「いかにガソリン消費を抑えた車社会を実現するか」。自動車メーカーは「脱ガソリン」の次世代エコカーの開発を急ピッチで進めている。その主戦場で争うのは、走行時にCO2などの排出ガスをまったく出さない電気自動車(EV)。そして、水素を酸素と反応させて作る電気で走行し、水しか出さない燃料電池車(FCV)だ。
先陣を切ったのはEVだった。2009年7月、三菱自動車が「アイミーブ」を、10年12月には日産自動車が「リーフ」を発売した。
しかし、販売台数は伸び悩み、苦戦を強いられている。たとえば、リーフの今年9月末までの累計販売台数は日本で3万台、世界では8万3千台。仏ルノーと合わせて、16年度までに世界で150万台を販売する目標の達成は現実的ではないとみられている。
「小型で、近距離移動に特化したアイミーブと異なり、日産はEVでいちばん難しい領域とされるファミリーカーに挑戦しました。その姿勢は評価しますが、ハードルが高かったということです」(ナカニシ自動車産業リサーチの中西孝樹代表)
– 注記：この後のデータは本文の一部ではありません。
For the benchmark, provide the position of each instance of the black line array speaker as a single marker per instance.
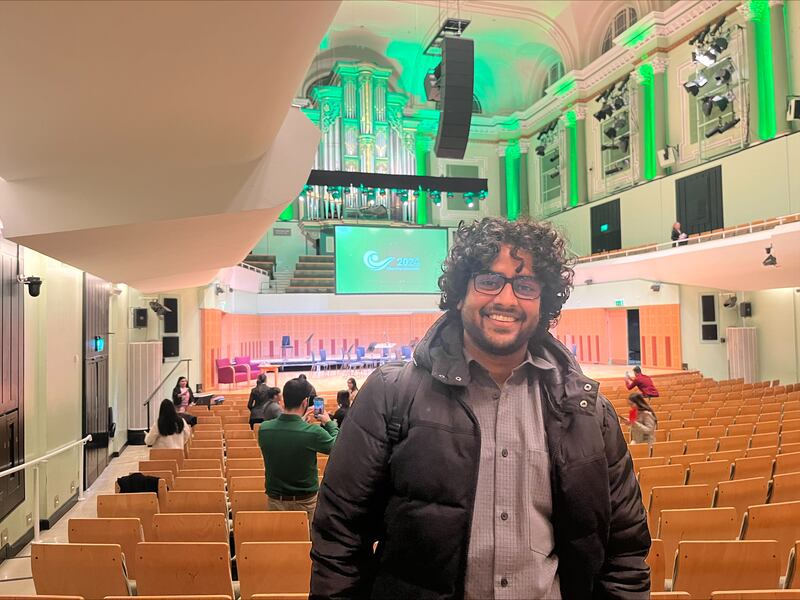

ハードルのひとつは車両価格だ。リーフの場合、国の補助金を使っても220万円以上する。それでも、環境性能や加速性能に優れ、停電時には家庭に電気を供給することもできるのがEV。一回の充電でガソリン車並みに400~500キロ程度走行できれば決して高くはないのだが、リーフの場合は228キロ。実際はその半分程度の距離とされる。
高速道路のサービスエリアなどに設置されている急速充電器を使えば約30分で80%まで充電できるため、設備の整備が進めば、ドライブ途中でバッテリー切れとなる心配はない。ただし、急速充電器の数はまだ全国で約1900基(9月末時点)にすぎない。
「一回充電して、郊外のゴルフ場と往復できない程度の走行距離ではユーザーの不安感が強いのです」(中西代表)
自動車メーカー4社は、来年10月をめどに急速充電器を4千基、普通充電器を8千基、共同で設置するなどインフラ設備を進めるが、同時に車両価格の低下を実現できるか。